Le Human Brain project tire sa révérence

Publié le 5 Sep, 2023

« Dix ans, environ 500 scientifiques et quelque 600 millions d’euros [1] » : le Human Brain Project (HBP), « l’un des plus grands projets de recherche jamais financés par l’Union européenne », touche à sa fin [2]. Son objectif initial de « simuler l’ensemble du cerveau humain » n’a pas été atteint (cf. Human Brain Project, l’ambition européenne contestée).

Pour Yves Frégnac, chercheur en sciences cognitives, directeur de recherche au CNRS et membre du HBP, « le projet n’a pas réussi à apporter une compréhension complète ou originale du cerveau ». « Je ne vois pas le cerveau, je vois des bouts de cerveau », résume-t-il.

Diverses avancées scientifiques

Au cours de son existence, les scientifiques du Human Brain Project ont publié des milliers d’articles et réalisé des « avancées significatives » dans le domaine des neurosciences. En créant et en combinant des cartes en 3D d’environ 200 structures du cortex cérébral et du cerveau profond, les chercheurs ont réalisé un « atlas du cerveau humain », qui est accessible via EBRAINS, une plateforme virtuelle développée dans le cadre du projet [3]. L’atlas décrit l’organisation à plusieurs niveaux du cerveau, « depuis son architecture cellulaire et moléculaire jusqu’à ses modules fonctionnels et sa connectivité ».

Grâce à lui, les scientifiques du Human Brain Project ont identifié « six régions cérébrales du cortex préfrontal jusqu’alors inconnues, qui contribuent à la mémoire, au langage, à l’attention et au traitement de la musique ». L’atlas relie également ses cartes aux données d’expression génétique de l’Allen Human Brain Atlas, une base de données développée par l’Allen Institute for Brain Science à Seattle, qui caractérise les neurones dans l’ensemble du cerveau. En utilisant les atlas jumelés, les chercheurs ont révélé comment les changements dans l’expression des gènes associés à la dépression étaient liés à des changements structurels et fonctionnels dans une région du cortex frontal.

Certains résultats ont été traduits en applications cliniques, en utilisant des « modèles personnalisés du cerveau », aussi appelés « jumeaux numériques »[4], pour améliorer les traitements de l’épilepsie et de la maladie de Parkinson.

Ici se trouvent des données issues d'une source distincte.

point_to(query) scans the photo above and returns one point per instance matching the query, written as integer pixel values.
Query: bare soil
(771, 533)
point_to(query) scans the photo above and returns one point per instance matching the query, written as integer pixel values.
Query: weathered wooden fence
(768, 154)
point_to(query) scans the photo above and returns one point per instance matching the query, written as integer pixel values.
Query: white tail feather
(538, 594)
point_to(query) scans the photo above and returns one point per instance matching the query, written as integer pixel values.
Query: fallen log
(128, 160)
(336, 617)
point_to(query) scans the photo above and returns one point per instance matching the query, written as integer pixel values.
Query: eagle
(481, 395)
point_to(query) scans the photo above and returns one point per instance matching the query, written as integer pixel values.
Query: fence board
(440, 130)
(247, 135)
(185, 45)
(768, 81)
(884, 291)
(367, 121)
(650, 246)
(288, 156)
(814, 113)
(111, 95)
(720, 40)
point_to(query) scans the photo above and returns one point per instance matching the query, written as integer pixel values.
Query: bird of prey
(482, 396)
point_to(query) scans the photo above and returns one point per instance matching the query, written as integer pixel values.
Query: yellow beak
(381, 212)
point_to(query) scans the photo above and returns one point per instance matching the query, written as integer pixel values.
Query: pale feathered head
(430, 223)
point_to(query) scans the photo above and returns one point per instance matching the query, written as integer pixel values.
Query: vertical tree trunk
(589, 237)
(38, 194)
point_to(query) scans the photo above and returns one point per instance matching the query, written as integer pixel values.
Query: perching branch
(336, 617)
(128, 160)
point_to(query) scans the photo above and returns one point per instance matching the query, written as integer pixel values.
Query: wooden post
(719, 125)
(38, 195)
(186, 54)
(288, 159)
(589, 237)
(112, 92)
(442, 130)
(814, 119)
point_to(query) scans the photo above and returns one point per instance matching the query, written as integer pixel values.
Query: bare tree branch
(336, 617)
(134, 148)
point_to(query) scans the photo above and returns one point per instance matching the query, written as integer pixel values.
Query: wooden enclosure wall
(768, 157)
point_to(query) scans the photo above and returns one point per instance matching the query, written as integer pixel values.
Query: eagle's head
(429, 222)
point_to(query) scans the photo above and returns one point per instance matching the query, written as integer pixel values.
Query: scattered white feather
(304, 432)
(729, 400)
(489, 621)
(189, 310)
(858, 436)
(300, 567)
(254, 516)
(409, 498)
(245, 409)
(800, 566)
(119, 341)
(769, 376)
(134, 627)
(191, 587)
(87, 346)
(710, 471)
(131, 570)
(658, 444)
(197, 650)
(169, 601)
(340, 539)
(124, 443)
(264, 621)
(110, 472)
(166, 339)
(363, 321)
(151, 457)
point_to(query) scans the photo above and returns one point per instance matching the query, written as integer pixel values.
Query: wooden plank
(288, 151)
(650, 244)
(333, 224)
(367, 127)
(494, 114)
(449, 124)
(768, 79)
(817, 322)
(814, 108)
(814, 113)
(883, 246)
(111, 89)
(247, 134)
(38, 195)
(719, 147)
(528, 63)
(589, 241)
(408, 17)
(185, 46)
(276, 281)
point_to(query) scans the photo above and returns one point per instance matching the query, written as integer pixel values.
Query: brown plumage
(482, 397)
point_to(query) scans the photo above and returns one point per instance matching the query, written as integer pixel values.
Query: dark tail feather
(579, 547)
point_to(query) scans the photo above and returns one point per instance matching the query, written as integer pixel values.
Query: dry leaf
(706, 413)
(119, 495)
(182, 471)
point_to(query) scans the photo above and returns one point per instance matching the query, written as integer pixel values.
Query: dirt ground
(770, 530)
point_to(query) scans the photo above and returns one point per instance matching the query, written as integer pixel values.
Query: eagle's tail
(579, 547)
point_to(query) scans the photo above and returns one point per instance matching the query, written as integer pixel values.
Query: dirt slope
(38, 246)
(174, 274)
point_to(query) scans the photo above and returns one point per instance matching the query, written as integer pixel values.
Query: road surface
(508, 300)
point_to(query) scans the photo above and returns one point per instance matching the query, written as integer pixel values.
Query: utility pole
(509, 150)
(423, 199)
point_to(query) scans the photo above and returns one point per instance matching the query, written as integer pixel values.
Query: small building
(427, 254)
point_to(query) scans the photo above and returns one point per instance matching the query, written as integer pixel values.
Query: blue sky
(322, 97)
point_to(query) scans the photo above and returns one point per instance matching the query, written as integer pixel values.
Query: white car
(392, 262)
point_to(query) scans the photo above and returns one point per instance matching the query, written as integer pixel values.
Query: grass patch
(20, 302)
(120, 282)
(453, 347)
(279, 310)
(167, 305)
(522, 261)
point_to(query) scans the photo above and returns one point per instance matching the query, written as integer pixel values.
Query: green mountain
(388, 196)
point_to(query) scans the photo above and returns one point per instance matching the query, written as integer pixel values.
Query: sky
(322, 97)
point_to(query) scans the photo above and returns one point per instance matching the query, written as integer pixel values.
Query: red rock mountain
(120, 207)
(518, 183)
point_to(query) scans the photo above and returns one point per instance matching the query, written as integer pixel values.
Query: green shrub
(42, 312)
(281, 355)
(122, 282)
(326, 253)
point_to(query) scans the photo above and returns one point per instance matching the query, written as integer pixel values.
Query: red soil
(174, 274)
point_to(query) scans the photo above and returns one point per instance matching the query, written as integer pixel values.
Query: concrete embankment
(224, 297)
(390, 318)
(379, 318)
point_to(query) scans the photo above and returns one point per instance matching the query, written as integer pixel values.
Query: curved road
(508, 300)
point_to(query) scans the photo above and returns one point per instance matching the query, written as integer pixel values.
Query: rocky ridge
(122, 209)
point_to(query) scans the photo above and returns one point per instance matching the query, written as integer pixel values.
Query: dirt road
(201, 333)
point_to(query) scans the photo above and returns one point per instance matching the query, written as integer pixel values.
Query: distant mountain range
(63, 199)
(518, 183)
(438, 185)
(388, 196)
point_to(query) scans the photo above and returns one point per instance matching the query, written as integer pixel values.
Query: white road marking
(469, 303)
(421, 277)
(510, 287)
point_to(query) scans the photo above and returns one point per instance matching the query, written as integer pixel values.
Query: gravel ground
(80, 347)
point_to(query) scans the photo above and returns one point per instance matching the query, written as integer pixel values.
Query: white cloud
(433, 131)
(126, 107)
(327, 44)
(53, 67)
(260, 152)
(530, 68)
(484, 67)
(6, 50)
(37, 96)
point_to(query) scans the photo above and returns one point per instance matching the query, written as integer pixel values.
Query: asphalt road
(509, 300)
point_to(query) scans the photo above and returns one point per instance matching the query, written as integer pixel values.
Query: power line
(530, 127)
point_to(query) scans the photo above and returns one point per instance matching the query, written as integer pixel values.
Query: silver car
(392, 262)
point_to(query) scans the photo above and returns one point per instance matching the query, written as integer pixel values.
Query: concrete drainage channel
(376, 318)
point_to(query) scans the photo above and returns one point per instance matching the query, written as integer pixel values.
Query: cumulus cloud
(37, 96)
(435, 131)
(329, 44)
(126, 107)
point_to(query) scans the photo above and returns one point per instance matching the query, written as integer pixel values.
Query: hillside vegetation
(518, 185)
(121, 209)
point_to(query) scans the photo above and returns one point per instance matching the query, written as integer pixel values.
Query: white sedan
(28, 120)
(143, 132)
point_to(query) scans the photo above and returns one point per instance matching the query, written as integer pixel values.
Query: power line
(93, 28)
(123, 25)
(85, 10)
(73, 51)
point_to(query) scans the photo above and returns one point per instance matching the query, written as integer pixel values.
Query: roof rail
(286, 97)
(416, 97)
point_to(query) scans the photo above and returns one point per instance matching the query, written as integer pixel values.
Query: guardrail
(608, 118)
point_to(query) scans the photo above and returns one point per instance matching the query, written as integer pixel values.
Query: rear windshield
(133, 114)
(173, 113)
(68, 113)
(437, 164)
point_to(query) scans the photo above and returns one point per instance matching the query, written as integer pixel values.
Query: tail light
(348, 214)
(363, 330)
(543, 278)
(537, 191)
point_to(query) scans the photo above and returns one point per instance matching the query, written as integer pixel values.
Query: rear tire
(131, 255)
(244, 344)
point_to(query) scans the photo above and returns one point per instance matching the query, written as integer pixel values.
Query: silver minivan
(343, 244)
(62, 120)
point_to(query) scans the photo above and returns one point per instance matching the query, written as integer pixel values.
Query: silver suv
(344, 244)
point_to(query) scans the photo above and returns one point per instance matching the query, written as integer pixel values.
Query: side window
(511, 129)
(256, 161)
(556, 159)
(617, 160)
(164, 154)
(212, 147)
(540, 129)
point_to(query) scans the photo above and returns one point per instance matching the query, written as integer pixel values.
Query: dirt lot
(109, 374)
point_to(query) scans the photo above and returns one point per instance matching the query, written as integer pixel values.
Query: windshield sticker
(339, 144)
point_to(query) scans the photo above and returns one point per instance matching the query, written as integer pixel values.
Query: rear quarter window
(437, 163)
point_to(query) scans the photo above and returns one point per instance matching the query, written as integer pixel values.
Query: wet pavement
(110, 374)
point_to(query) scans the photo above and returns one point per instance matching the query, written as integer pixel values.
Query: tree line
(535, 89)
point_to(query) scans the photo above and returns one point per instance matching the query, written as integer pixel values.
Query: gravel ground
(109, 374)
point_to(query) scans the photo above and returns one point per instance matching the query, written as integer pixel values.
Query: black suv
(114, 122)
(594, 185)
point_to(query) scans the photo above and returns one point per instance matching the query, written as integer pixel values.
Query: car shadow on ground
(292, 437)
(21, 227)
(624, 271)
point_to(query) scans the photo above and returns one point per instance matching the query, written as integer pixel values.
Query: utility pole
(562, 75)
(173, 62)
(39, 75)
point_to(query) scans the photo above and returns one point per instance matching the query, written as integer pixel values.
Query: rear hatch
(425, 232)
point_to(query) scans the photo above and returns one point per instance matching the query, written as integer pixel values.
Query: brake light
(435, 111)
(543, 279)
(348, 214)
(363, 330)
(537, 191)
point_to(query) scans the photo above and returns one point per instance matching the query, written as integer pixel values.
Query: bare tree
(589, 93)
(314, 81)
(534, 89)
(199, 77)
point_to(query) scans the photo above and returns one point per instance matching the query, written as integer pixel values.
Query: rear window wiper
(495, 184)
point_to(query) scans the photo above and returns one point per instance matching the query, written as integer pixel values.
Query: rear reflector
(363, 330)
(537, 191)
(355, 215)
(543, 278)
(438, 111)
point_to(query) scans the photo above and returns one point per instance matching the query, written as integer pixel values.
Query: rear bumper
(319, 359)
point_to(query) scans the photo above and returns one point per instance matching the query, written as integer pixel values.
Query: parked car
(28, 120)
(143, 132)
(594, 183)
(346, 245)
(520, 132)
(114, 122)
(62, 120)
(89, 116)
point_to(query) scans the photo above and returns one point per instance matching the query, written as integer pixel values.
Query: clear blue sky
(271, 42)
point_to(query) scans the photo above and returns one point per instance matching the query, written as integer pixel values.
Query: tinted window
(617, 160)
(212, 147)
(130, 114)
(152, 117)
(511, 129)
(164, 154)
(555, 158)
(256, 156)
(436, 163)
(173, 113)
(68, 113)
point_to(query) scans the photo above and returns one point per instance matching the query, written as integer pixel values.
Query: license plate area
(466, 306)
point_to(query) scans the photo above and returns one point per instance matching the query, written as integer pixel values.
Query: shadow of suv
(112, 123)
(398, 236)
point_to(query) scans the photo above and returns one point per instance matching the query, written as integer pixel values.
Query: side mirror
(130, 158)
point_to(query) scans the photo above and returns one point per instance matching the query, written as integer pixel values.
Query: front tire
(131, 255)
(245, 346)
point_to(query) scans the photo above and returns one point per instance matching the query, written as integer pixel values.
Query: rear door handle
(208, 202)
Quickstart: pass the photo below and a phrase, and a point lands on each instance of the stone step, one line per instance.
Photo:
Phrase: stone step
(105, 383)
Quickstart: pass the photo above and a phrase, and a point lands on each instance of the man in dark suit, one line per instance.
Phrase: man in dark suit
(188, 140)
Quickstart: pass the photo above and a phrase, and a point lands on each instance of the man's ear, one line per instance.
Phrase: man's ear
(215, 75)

Le manque de vision globale

Mais ces travaux restent fragmentés, « un problème de longue date dans la recherche en neurosciences ». « Je vois des applications très astucieuses, mais il n’y a pas d’intégration à plusieurs échelles et les grands problèmes ne sont pas abordés », déplore Yves Frégnac.

Pour tenter de surmonter la fragmentation de ses sous-projets interdisciplinaires, le Human Brain Project a rassemblé ses technologies au sein d’EBRAINS. Certains groupes ont été réorganisés pour se concentrer sur des défis scientifiques particuliers plutôt que sur des disciplines. « Mais il reste encore beaucoup de travail à faire », reconnaît Viktor Jirsa, neuroscientifique à l’université d’Aix-Marseille et membre du conseil d’administration du projet.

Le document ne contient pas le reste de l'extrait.